The Souls of Small Creatures by Logan Janssen
- Editors Boomerang

- há 6 dias
- 4 min de leitura
It is quiet and cold, you can feel the darkness pressing you from all sides. Your heart is beating in a fast, irregular manner, you can feel eyes boring into you from heights you cannot fathom. Your grey fur is wet from the rain shower not minutes before, and you can feel your hunger carving a hole in your belly. Poor little mouse, there is no hope for you now. You rub your tiny paws together to try to conserve warmth. In the luminous green grass of summer, the home where you made your burrow is now filled with bricks and cement. You think back to the times when there was a surplus of seeds to eat, when you were always full. Now, there are barely any of those plants left, and you are left starving.

There is still hope! There in the distance, too far to make out, is the smell of warmth and food. If you squint your eyes, maybe you can see the outline of a structure, inviting beams of light luring you to safety. You make a beeline, and once you are inside, you are greeted with an infinite amount of crumbs, ready for the taking. You stuff your face full before exploring some more. Remember, mice can only see about 3 feet ahead of them, so you have no idea where you are. You find a little hole in the wall, outlined with the daintiest scratch marks. Once you are inside, the warmth fills you, and your fur begins to dry into a soft, grey ball. This is much better, isn't it? You are not afraid. You are not cold, or wet, or hungry. You want to see more of this haven, more of the sanctuary you have miraculously found yourself in. Do you hear the noise? There must be others here. You run, you do not know where you are. All of a sudden, there is a loud, piercing screech. It sounds like an owl! You'd better hide. But suddenly, there are more walls than you first thought; you are caught in a corner. There is no grass to lie in, no bush to protect you from the sky. The sky, the sky... Now there is only grey concrete, and a tree? No! A broom! It is falling on you, and there is nowhere to run.
You realise it is a kinder place outside, because at least your limp body will fall to the earth, and you will be enwrapped in blankets of leaves and flowers. In the concrete box, you die alone, in confusion and fear, where there is no mother earth to comfort you.
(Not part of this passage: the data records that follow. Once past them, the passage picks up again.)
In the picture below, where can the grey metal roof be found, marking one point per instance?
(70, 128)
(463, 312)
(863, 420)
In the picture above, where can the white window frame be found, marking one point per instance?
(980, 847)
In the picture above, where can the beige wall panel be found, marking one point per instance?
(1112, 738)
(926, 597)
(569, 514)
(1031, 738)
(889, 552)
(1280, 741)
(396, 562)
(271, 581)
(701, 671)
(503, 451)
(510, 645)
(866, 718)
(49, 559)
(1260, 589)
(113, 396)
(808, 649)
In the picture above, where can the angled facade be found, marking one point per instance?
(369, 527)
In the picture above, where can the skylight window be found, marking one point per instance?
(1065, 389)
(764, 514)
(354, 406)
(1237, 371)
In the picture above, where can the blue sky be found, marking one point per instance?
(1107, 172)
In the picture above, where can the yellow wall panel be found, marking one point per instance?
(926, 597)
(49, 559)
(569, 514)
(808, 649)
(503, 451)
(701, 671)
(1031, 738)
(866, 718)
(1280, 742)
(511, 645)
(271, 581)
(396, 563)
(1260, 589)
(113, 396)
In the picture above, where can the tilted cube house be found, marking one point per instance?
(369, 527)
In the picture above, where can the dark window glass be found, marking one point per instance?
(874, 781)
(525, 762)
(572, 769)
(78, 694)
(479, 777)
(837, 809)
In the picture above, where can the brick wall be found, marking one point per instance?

As a human being, you might be afraid of mice. Or spiders. Or bugs. Or birds. You might find them dirty, contaminated, or just plain scary. I know you’ve heard this before, but how do you think we look to them? Wielding a weapon they can't even begin to describe, to imagine, to even comprehend. Mice are small creatures, they do not understand that they are scary to you. They do not come into your house to rob you of your food, to wake you in the night with their pattering footsteps, or to give you diseases. They are living beings. They want just what we want. To be warm. To be fed. To be dry and to be safe. They do not realise that they are trespassing on your property.
What do you gain from killing these little animals? They are gone. Yes, that must be good for you.
What about the spider in the corner of your bedroom?
Did he bite you while you were asleep? Did he do anything to scare you? What if you put down the slipper, carelessly torn off your foot in fear to defend yourself, and take a look at what the spider is doing? Focus. Is he moving around? How? Do you see the nearly invisible tendrils of his web that catch sunlight in certain places and disperse rainbows across their silky surface?
How can you take a life you know so little about? Just because it's easy doesn’t mean you should.
If you kill a stranger, is it no longer a crime? Or is it immoral just because they look, eat, sleep, and work just like you?
They say these things do not matter, that they don't feel pain or remember things like we do. Do you remember learning how to breathe? No. But you do it anyway. Maybe they don’t remember how it felt to live under the ground in the fields, but memories do not quantify the value of a life.
So the next time you are setting up a vicious mousetrap or reaching for the bug spray, why don't you try picking up tools of kindness instead? A cup and a piece of paper, a box with a trapdoor lid. Does it not feel like your duty to be a protector?